More details: We're almost done with the MVP, aiming for 12th Feb. For the MVP we are excluding the advertising feature and the AI integration. We are instead simulating the AI experience by asking detailed questions and using it to generate the preorder page. We believe the major feature is the preorder validation. Finally you only receive the money for your preorders a few days after you launch, to give your customers a bit of time to confirm their satisfaction with your product/service.

Is this a service you would pay for and why? Any feedback is appreciated!

axelsvensson 5 years ago

I would greatly appreciate a service that fills this need, but your approach has a bad smell.
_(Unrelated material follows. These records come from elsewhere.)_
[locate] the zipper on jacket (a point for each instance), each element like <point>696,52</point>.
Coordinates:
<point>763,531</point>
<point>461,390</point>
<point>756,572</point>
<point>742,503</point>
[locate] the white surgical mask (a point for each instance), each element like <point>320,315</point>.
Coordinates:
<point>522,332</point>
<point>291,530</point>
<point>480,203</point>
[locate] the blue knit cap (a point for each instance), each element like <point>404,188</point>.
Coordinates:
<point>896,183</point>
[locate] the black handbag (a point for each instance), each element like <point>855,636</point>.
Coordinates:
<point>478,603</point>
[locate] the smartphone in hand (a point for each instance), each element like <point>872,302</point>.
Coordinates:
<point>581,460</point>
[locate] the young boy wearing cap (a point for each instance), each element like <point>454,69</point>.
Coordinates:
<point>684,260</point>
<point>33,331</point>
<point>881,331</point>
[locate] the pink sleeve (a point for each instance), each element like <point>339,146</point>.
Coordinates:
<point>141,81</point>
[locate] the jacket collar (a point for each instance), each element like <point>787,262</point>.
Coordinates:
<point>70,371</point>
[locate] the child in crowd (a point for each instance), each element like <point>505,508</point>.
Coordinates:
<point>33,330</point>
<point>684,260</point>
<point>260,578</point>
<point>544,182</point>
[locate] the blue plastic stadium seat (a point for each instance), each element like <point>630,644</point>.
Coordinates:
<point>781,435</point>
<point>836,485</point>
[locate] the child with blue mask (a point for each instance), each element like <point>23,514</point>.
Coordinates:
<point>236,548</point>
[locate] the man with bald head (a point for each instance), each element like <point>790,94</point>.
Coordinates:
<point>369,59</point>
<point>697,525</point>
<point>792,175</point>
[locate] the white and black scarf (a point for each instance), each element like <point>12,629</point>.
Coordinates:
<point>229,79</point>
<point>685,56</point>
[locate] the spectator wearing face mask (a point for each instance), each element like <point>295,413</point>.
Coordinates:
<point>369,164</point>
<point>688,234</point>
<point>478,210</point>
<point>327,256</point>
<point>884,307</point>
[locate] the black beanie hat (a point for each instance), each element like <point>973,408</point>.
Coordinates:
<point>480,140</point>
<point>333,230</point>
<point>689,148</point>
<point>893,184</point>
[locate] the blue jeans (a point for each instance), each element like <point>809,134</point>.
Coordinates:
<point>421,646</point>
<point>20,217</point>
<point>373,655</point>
The second you mention using AI for generation, I'm no longer interested. I'd rather pay 10 times whatever you had in mind and get human help. Make whatever internal tools you want to streamline the process, but don't take the humans out of the loop when it comes to something as important as validating a business idea.

  • ShynobiOP 5 years ago

    The difficulty with using humans is that it's harder to scale and even then humans can also be wrong. So we're thinking of how to improve on it. It's a bit mind recking to be honest.lol

    • axelsvensson 5 years ago

      Well, your customers are mostly going to be human. For instance, I'm a human and I'd love to spend $500 for someone, who knows what they're doing, to coach/guide me over chat/email through the process of validating a business idea in a high quality way. I don't think it'd come down to more than 5h of work.

      One way of scaling it that has already been done is to use the customer's humanness, by selling a book. That scales. Now, if the price point is $500 for a small but high quality business idea validation, what can you do that's better than selling a book on how to do it? Could you train coaches, who then can bill over $100/h and let the customer execute on it? Willing customer right here.

Lionga 5 years ago

How did you validate your idea? With this hackernews post?

  • ShynobiOP 5 years ago

    We spoke to a few founder close friends and others through reddit and indie hacker

Jugurtha 5 years ago

Have you tried communicating with your own AI (Valii) about your startup idea (Valii), and have it create a preorder page and advertise it given the information you intered? How did that work?

Shouldn't your idea validation platform be able to validate the idea behind it?

usgroup 5 years ago

In the case of a general product, spending some FB bucks and creating a landing page doesn’t necessarily validate an idea. Perhaps more importantly it doesn’t invalidate an idea if it doesn’t work.

Consider focusing on just physical products which are just sold on Amazon.

  • ShynobiOP 5 years ago

    So we've realised that our solution doesn't really validate the idea, it's just slightly better than using emails. We're thinking of how to better solve it now.

patatino 5 years ago

Sounds like a chatbot and a landingpage generator? Which is totally fine. How does this leverage AI?

  • ShynobiOP 5 years ago

    We intend to use AI to generate the preorder page and also generate the ads for the preorder page. Primarily, we are offering being able to get preorders for your ideas as a better form of validation.

madamelic 5 years ago

You should get rid of the AI and do this as a white-glove service to validate _your_ idea.

Just straight up building landing pages yourself, asking the questions, be the AI yourself before spending too much time on building AI you may not need.

  • ShynobiOP 5 years ago

    That would be a good business but not a good startup as it wouldn't scale well.

    • madamelic 5 years ago

      From experience, you are wasting time in the long-run if you aren't validating your ideas 'the hard way'.

      By doing things that don't scale, you can move faster and actually solve the problems your customers have, rather than coming to them with what _you_ think the solution is.